Except for the predefined rules, you can also write your own rules. For example, let’s say that your project manager wants you to list all the protected abstract methods available in in your solution. So here is the CQLinq for that,

// Show all the abstract protected methods
warnif count > 0 from f in Application.Methods where 
  !f.IsProtected && f.IsAbstract
select new { f }

Now, you have a new rule for showing a warning if there are any protected abstract methods

Let’s shift our gear and talk about dependency graph. Here is a dependency graph of a pet project of mine called Bookish generated by NDepend.

As you can see how easy it is to have an eagle eye view of the dependencies. In the image given abode I’ve placed my mouse cursor on the assembly called Bookish.Caching and NDepend’s interactive dependency graph immediately shows all the dependent assemblies in green (Bookish.App). All the assemblies that my Bookish.Caching depends on is highlighted in blue.

View Dependency Matrix option provides the same information in a matrix form. If you hover over any of the cell, NDepend will give you some context sensitive help.

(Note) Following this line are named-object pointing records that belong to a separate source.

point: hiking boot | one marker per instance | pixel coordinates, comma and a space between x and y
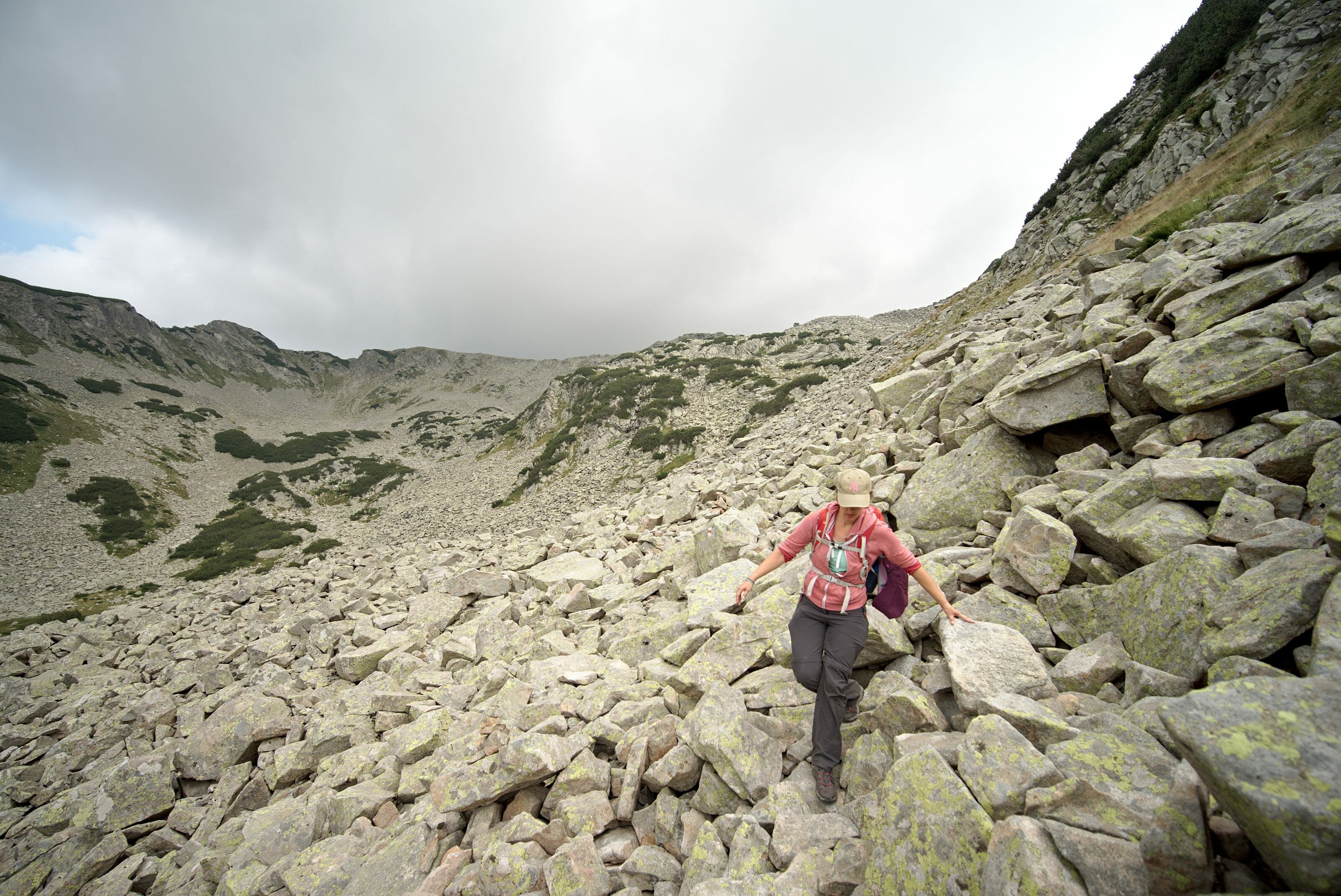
825, 787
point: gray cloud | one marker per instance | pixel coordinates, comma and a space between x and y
542, 179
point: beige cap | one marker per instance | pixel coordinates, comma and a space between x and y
853, 487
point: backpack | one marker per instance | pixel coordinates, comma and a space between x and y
887, 584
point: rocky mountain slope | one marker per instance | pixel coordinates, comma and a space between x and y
1126, 469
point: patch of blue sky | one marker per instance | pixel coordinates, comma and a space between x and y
19, 234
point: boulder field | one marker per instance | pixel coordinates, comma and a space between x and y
1128, 474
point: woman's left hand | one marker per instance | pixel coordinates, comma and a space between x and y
951, 614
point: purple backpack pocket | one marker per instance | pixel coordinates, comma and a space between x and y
888, 593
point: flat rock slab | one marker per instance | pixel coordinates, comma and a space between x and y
929, 834
987, 659
567, 569
715, 590
231, 734
1221, 365
1051, 392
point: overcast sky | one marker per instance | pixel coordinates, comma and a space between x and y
540, 179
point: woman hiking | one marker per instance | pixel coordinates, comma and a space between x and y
829, 626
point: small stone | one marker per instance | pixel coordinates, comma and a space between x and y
1202, 426
999, 767
1091, 666
986, 659
1038, 548
1040, 725
1237, 515
1023, 859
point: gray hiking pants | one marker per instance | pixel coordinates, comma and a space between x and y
824, 647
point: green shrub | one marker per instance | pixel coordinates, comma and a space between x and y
265, 486
47, 391
1193, 55
98, 387
239, 444
781, 396
674, 465
155, 406
652, 439
155, 387
127, 521
15, 427
233, 540
357, 475
1171, 222
321, 546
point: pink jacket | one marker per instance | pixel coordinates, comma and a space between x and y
880, 542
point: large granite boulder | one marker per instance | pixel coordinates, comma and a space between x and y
715, 590
1001, 767
1023, 859
1327, 634
1202, 479
1313, 227
1271, 606
133, 790
950, 494
1067, 388
986, 659
892, 704
1092, 666
1038, 548
723, 539
231, 734
994, 604
1221, 365
1268, 749
727, 655
1234, 295
1095, 518
930, 835
1291, 459
1119, 760
893, 394
568, 570
1315, 387
746, 758
1160, 612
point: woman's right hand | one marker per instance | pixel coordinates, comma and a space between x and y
743, 590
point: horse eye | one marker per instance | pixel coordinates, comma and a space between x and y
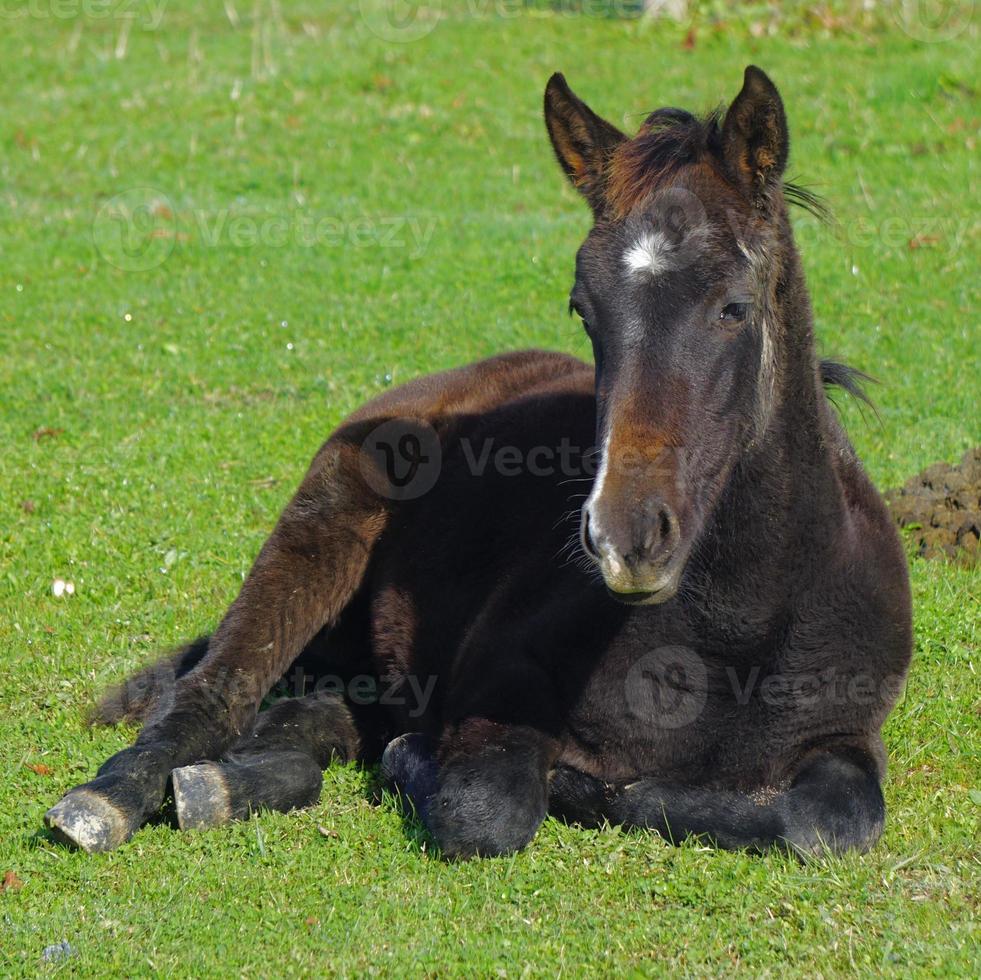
734, 312
573, 308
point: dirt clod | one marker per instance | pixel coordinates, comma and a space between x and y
941, 509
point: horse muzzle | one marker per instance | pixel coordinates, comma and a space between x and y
639, 554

You can even have isolated graph of a selected cell just by selecting the option Build a graph made of code elements involved in this dependency

You can have test coverage of your codebase. I’m using Visual Studio Community Edition so I don’t have the option for Analyzing Test Coverage (only available in Enterprise editions) from the IDE. You can use some other coverage tools (dotCover, NCover) also to export test coverage data and use it in NDepend.

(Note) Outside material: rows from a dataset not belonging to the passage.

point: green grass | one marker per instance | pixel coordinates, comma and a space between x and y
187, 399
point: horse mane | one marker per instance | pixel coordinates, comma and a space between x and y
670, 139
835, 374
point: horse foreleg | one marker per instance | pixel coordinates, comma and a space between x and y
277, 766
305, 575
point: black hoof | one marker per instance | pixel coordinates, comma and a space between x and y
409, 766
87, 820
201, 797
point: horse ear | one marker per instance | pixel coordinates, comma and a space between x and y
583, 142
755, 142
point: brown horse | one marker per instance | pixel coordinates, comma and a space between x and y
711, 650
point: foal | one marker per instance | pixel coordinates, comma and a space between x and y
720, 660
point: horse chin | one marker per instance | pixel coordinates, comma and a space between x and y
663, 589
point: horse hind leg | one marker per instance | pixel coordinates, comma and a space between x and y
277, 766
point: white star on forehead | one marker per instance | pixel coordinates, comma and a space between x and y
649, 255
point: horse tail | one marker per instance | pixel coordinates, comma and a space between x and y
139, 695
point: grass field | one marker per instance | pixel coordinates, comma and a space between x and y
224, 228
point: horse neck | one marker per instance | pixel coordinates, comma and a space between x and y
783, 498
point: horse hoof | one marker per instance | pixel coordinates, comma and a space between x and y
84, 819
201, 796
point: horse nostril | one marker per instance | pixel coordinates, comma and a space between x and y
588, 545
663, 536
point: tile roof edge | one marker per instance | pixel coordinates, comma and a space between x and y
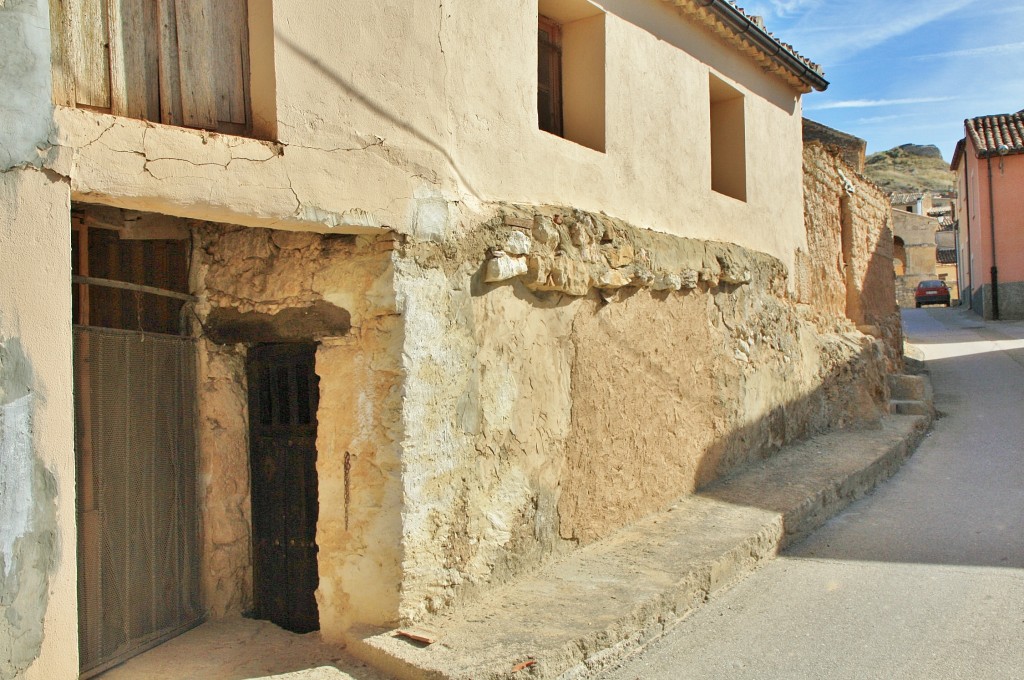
744, 30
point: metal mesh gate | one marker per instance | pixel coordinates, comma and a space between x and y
138, 560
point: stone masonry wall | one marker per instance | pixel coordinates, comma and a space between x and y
567, 374
263, 286
847, 270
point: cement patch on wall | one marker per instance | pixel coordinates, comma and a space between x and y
28, 518
566, 374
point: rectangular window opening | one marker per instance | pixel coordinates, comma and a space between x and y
184, 62
728, 139
570, 72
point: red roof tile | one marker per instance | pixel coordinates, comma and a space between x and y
750, 33
990, 132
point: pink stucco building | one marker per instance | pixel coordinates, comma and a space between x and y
989, 166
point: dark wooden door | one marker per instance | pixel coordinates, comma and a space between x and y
283, 398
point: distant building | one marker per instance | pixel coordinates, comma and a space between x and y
913, 252
989, 167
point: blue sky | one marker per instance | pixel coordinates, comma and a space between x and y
905, 71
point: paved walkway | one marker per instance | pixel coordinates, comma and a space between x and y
924, 579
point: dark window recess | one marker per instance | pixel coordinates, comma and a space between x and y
174, 61
549, 77
102, 254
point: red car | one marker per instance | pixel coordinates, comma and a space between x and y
931, 292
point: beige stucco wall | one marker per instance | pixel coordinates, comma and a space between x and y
38, 600
452, 116
610, 372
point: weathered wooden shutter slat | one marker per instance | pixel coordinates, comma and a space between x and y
134, 67
230, 57
62, 52
170, 77
90, 58
196, 64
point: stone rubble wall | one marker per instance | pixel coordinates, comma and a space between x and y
567, 374
263, 275
852, 281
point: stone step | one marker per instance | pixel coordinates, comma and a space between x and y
910, 408
586, 611
910, 387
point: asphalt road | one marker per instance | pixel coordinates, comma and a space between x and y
923, 579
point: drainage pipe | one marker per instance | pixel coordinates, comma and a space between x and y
991, 222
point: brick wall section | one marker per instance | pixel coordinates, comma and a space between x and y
856, 283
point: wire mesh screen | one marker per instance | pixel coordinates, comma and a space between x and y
138, 560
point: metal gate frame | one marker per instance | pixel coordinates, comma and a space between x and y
137, 504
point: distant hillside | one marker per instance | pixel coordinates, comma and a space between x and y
910, 168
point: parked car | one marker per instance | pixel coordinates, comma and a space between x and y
931, 292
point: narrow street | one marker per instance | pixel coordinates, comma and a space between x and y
925, 578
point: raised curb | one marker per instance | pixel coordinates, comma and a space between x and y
597, 605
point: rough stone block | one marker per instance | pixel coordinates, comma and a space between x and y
502, 267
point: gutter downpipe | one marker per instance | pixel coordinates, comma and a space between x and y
967, 212
744, 26
991, 219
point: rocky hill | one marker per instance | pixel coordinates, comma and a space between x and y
910, 168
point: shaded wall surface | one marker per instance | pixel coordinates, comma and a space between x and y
567, 374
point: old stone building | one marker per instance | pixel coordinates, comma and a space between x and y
363, 309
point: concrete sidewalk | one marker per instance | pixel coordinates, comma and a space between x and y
588, 610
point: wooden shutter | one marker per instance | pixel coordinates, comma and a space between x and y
176, 61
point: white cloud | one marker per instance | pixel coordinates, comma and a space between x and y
832, 33
870, 103
975, 51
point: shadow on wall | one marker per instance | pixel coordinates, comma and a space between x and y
674, 420
851, 392
351, 91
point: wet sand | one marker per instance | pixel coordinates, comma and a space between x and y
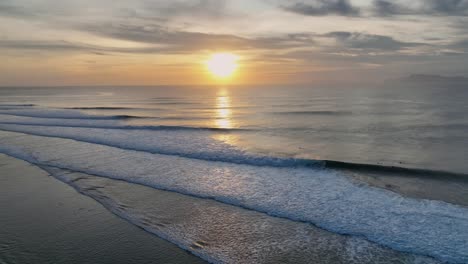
43, 220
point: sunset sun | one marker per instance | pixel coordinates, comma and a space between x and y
222, 65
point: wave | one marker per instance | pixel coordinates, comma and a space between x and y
101, 108
270, 239
397, 170
313, 113
173, 140
63, 115
17, 105
322, 197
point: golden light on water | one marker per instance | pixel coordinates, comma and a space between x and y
222, 65
223, 110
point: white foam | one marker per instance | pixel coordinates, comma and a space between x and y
221, 233
47, 113
322, 197
198, 144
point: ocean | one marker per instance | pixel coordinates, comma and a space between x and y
277, 174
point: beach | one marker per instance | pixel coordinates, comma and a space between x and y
46, 221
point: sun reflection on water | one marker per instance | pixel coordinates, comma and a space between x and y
223, 118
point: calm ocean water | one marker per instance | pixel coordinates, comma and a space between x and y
424, 128
386, 166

Then you can run some analysis on that data if you want.

If you are playing with the html & javascript report produced by NDepend, you may notice that there is graph called Abstractness Vs Instability. This graph simply represents the fact that the more your code is abstract in nature the more it is extensible and that is Abstractness whereas Instability represents that how well the system allows changes to it without breaking it.

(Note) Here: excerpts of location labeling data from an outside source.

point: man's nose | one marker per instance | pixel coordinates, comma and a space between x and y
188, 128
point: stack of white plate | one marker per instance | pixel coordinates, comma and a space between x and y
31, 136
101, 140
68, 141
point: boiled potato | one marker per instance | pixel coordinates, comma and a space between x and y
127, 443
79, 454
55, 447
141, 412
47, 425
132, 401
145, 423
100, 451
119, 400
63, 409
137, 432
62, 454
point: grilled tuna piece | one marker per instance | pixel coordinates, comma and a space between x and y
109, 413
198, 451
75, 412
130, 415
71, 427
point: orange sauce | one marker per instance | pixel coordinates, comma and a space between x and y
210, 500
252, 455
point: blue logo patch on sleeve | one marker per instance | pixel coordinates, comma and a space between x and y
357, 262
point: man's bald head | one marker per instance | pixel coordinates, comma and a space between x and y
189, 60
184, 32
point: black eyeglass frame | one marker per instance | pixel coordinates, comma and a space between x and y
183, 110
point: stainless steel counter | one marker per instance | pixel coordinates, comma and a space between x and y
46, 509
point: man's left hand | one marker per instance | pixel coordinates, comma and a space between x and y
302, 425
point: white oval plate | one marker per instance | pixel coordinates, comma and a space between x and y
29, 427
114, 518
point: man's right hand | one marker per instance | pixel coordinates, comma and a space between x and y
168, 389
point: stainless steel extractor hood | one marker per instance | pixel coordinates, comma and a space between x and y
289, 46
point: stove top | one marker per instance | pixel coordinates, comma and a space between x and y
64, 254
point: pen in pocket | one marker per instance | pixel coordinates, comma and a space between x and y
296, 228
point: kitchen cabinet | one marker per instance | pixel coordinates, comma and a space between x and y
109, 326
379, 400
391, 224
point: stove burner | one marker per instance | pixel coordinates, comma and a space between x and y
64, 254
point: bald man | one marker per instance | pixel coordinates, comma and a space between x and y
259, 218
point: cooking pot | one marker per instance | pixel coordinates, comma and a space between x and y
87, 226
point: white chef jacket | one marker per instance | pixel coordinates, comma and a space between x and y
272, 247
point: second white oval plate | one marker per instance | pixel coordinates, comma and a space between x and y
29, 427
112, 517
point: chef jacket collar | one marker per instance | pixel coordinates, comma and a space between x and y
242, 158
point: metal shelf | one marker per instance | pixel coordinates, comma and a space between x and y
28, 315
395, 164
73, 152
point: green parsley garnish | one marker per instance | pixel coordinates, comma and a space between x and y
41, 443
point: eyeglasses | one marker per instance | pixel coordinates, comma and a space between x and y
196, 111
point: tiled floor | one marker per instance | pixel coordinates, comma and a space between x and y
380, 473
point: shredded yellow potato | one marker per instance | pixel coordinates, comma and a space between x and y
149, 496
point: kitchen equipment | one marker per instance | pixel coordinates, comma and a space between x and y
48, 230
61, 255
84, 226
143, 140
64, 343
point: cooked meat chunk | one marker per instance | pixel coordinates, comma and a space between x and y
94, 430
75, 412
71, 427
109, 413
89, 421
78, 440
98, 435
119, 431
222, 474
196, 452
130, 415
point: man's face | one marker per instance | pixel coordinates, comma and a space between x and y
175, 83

If I have assemblies that are not extensible then my assemblies would have fall into the Zone of pain section (lower left quadrant of the graph). Again if my assemblies are extensible but has no dependencies, that means those are useless and they will be in the Zone of uselessness(Upper right quadrant of the graph).

As you can see in the graph the assembly called Bookish.Interface has maximum abstractness because I only have interfaces there and also has some uselessness cause not every assemblies is dependent on that.

Last thing I want to talk about is the tree map matrix view.

The squares in the graph are methods used in the assemblies. The size of the rectangle is proportional to the Line of Code in that method and the color represent the Cyclomatic Complexity of that method. Nice thing about this graph is, now I can easily see the complex methods in my assemblies and take appropriate actions against them.

Okay, if you made it this far, you are now a NDepend Ninja!!! Well, I’m kidding. Here we only just scratched the surface of NDepend. There are lot of things that I ignore for the sake of simplicity of this post. Again the fact is I’m also new to this kind of tools and learning bits and piece every day. From my perspective, NDepend is a great tool to make our developing life somewhat easy. NDepend really shines when it is used in big projects. Think of it like this, if your project is a sea, you are a floating boat in it without a sail. If you want to reach the shore, then choose NDepend as if it is your sail.